Krabauter erreichte mit der altbewährten Crew Stefan Hölzner, Norman Gruchow und Lukas Lindemann-Sperfeld sowie Anna, Magnus und Christian Masilge am ersten Wochenende im ORC-Feld der Aalregatta nach tollem Spi-Start und langer Kreuz einen sehr schönen 7. Platz (von 34) und bei der Rückregatta einen 4. Platz. Nicht schlecht für einen 47 Jahre alten Tonner inmitten neuer X-Yachts, J-boats, Cape 31 und so weiter.

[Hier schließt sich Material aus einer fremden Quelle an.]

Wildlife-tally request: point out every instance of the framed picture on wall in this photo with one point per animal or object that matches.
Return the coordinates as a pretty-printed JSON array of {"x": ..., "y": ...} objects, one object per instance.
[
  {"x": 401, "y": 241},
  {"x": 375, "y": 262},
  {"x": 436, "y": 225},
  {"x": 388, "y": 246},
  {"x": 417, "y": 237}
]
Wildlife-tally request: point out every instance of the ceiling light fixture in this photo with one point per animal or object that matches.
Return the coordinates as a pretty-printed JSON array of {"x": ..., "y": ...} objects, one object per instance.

Am 2. Wochenende stand die Regatta um das Silberne Band an. Diese traditionsreiche Regatta führt von Kiel aus um Langeland herum durch den Svendborg Sund und zurück nach Kiel. Nach dem Start in der Strander Bucht hielten wir auf die Südspitze Langelands zu. Es galt den Kurs entgegen dem Uhrzeigersinn abzusegeln. Nach einem malerischen Sonnenuntergang konnten wir unter Spi viele Konkurrenten hinter uns lassen. Entscheidend waren hier die genauen Stromkenntnisse von Magnus, das brachte uns bis zu 2 kn Extra-Fahrt nach Norden. Beim Umrunden der Nordspitze wurde es flau und kurz vor der Wegmarke Thurö S war der Wind nahezu eingeschlafen. Wir brauchten gefühlt Stunden, um die Tonne zu runden. Mit leichter Brise ging es dann unter Spi in den Svendborgsund. An den engsten Stellen war der Wind dann wieder weg, aber der Strom spülte uns mit etwa 1,5 kn in einem Abstand von 1 m rechtwinkelig zur Kurslinie driftend am dortigen Schwimmdock vorbei. Zum Passieren der Brücke kam glücklicherweise wieder etwas Wind auf, so dass wir zumindest manövrierfähig waren und die Kreuzschläge so legen konnten, dass wir mittig durch die Brücke flutschten.
Klar war schon längst, dass wir das Ziel in Kiel nicht mehr im Zeitlimit erreichen können. Trotzdem wurde durchgehalten. Belohnt wurden wir mit der Nachricht, dass es eine Bahnverkürzung an der roten Fahrwassertonne (WP124) zwischen Korshavn und Drejö gab. Vorher stellte sich jedoch noch ein Gewitter in den Weg, von Bft. 1 ging es schlagartig auf Bft. 10 hoch. Vorbereitend hatten wir bereits auf die G3 gewechselt und die Folien-G1 geborgen und verzurrt. Der Wind blies jedoch so stark, dass wir auch das Großsegel wegnahmen und nur mit der G3 weiter gegenan gingen. Der Spuk dauerte vielleicht 30 Minuten, dann flaute es wieder ab. Mehrere Mitwettbewerber verloren ihre Segel, die leicht vor uns liegende Universitas vom ASVzR passierten wir bereits wieder unter G3 und vollem Groß, wobei die Rostocker noch unter den orangen Sturmsegeln segelten. Für 10 Minuten kam die G1 nochmal zu Ehren und für den Zieleinlauf an der Tonne der Spi. Uli Münker als Mitglied des Race-Committee rief uns noch Glückwünsche hinterher und wir machten uns auf die 5 Stunden Heimfahrt nach Kiel unter Motor.
Kurz vor dem Ziel stellte sich uns die nächste Gewitterfront in den Weg. Diese entwickelte sich über Eckernförde und zog die Eckernförder Bucht entlang auf die freie Ostsee hinaus. Blitze im Sekundentakt und echte 58 kn Wind bringen auch eine erfahrene Regattacrew dazu, selbst bei Fahrt unter Motor im Cockpit mit Rettungsweste und komplett in Ölzeugmontur zu sitzen. Innerhalb von Sekunden baute sich ordentlicher Seegang auf, wobei das Wasser von den Kämmen weggerissen wurde. Erst hinter der Steilküste vor Schwedeneck kamen wir langsam in die Abdeckung und das Gefühl mit den Elementen zu kämpfen ebbte etwas ab. In Schilksee selbst, beim Anlegen, war alles ruhig.
Unser Kampf wurde mit dem Sieg in der Klasse ORC C/D und dem Gewinn des Silbernen Bandes für die schnellste Yacht mit voller Crew nach Berechnung belohnt. Diese traditionsreiche Trophäe, 1967 gestiftet, gewannen in der Vergangenheit so bekannte Yachten wie Rubin, Jan Pott V oder im letzten Jahr die Störtebecker.